MP não deve opinar em favor dos interesses do menor, caso não estejam de acordo com a lei
O representante do Ministério Público é obrigado ou não a opinar em
favor dos interesses do menor quando o menor é parte num processo? A
Quarta Turma do Superior Tribunal de Justiça (STJ) entende que não,
pois a função do MP é garantir o exato cumprimento da lei, fiscalizando
a aplicação das regras legais. Portanto, se o representante ministerial
não estiver convencido da existência do fundamento jurídico da ação,
não é obrigado a se manifestar de forma favorável ao menor.

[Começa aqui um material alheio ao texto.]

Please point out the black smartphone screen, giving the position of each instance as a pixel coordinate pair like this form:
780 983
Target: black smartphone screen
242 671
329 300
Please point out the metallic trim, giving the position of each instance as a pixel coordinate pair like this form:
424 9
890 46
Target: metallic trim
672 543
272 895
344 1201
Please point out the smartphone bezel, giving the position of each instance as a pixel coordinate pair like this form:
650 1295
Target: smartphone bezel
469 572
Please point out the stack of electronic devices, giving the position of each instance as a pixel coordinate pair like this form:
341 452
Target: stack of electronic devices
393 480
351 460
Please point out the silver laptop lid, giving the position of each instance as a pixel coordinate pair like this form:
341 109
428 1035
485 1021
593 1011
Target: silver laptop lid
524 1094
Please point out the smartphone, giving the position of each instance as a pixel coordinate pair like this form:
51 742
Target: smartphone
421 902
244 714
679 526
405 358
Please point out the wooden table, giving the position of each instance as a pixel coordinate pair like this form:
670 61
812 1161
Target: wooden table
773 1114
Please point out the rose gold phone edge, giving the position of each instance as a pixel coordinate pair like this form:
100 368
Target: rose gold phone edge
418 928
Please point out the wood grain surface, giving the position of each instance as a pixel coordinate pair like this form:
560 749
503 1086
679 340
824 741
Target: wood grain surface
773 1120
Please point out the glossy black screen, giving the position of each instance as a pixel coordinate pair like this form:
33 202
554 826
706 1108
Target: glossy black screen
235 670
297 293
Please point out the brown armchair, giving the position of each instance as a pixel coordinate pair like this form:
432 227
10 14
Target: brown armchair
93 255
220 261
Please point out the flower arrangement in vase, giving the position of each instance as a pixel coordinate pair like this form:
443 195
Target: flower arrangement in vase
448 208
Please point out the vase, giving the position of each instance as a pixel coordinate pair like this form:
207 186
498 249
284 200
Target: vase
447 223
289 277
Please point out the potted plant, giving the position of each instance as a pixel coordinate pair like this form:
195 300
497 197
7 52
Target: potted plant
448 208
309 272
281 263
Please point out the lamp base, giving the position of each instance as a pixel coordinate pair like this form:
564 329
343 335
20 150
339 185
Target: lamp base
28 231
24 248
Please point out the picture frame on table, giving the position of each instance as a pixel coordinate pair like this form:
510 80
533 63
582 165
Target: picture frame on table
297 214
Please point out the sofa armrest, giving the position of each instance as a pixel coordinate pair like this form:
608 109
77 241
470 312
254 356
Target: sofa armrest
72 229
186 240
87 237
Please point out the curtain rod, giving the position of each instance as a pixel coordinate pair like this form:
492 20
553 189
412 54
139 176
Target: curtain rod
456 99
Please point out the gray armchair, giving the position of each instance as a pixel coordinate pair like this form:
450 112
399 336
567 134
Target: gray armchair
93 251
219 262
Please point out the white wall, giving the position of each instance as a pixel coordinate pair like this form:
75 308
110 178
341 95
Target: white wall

O debate do tema aconteceu no julgamento de uma ação de
reintegração de posse de um imóvel urbano movida por Marina Polato e
dois filhos menores contra Marcos Luis dos Santos e sua mulher. O
marido de Marina, Antônio Polato, cedeu os direitos e as obrigações que
tinha sobre o bem – um apartamento localizado no conjunto habitacional
Padre Manoel da Nóbrega, em São Paulo – ao casal Santos. Todavia,
Antônio Polato faleceu antes de providenciar a transferência do
contrato junto à Companhia de Metropolitana de Habitação de São Paulo –
Cohab/SP.
A dívida referente à quitação do imóvel foi paga pela companhia
seguradora, e a Cohab/SP expediu o Termo de Quitação do Contrato de
Compra e Venda originalmente firmado com o comprador (Antônio). Desse
modo, a consumação e caracterização do negócio jurídico firmado com
cessionário (Marcos Luis) acabou ficando impossibilitada. Aproveitando
o fato, Marina Polato e filhos ajuizaram uma ação contra o casal
Santos, alegando a inexistência do acordo estabelecido entre o falecido
marido e o casal. No processo, pediam a reintegração de posse do
apartamento e mais perdas e danos.
O representante do Ministério Público opinou pela improcedência da
demanda, ressaltando que a "a morte do varão não retira a obrigação dos
herdeiros de outorgar a escritura ao cessionário". Segundo o MP, o caso
não apresentava nenhuma "hipótese de nulidade ou vício de ato jurídico
que autorizasse a rescisão contratual pretendida pelos autores".
O Juiz de Direito julgou improcedente a ação proposta por Marina Polato
e seus filhos. Eles apelaram ao Tribunal de Justiça (TJ) estadual,
sustentando que o parecer do Ministério Público era nulo. Os autores
argumentaram que o MP teria violado o artigo 82 do Código de Processo
Civil, ou seja, "agindo na defesa dos autores-menores prevista no
referido artigo, o representante ministerial não poderia ter se
manifestado contrariamente aos interesses dos incapazes".
Por unanimidade, o TJ/SP negou provimento ao apelo. "O Ministério
Público, ao intervir em processo onde há interesses de menores, deve
agir como fiscal da lei, velando por seu exato cumprimento. Estando o
representante do parquet convencido de que a lei não ampara a pretensão
do menor, cuja presença no processo justifica sua compulsória
intervenção, deve o representante, por dever funcional, legal e moral
deduzir parecer nos termos da lei, e não subordinado aos interesses do
menor", concluiu a Décima Sexta Câmara Civil.
No curso do processo, Marina Polato faleceu, mas os dois filhos
recorreram ao STJ, onde insistiram na tese de que o Promotor de Justiça
não teria agido como fiscal da lei, e sim, de forma equivocada, como
parte interessada, "pois, ao invés de apontar a norma legal conflitante
com o direito subjetivo dos recorrentes (menores), pronunciou-se em
favor dos recorridos (casal Santos), na condição de flagrante
assistente litisconsorcial".
O ministro Barros Monteiro, relator do especial, não acolheu os
argumentos dos recorrentes, concluindo que a decisão do TJ/SP é
"incensurável". O ministro não conheceu do recurso, ratificando o
entendimento de segunda instância. "O MP, na qualidade de custos legis
(fiscal da lei), não está obrigado a manifestar-se sempre em favor do
litigante menor. Se acaso estiver convencido de que a postulação do
incapaz não apresenta nenhum fomento de juridicidade, como é o caso
destes autos, é-lhe possível opinar pela sua improcedência", destacou o
relator, que foi acompanhado pelos demais ministros da Quarta Turma.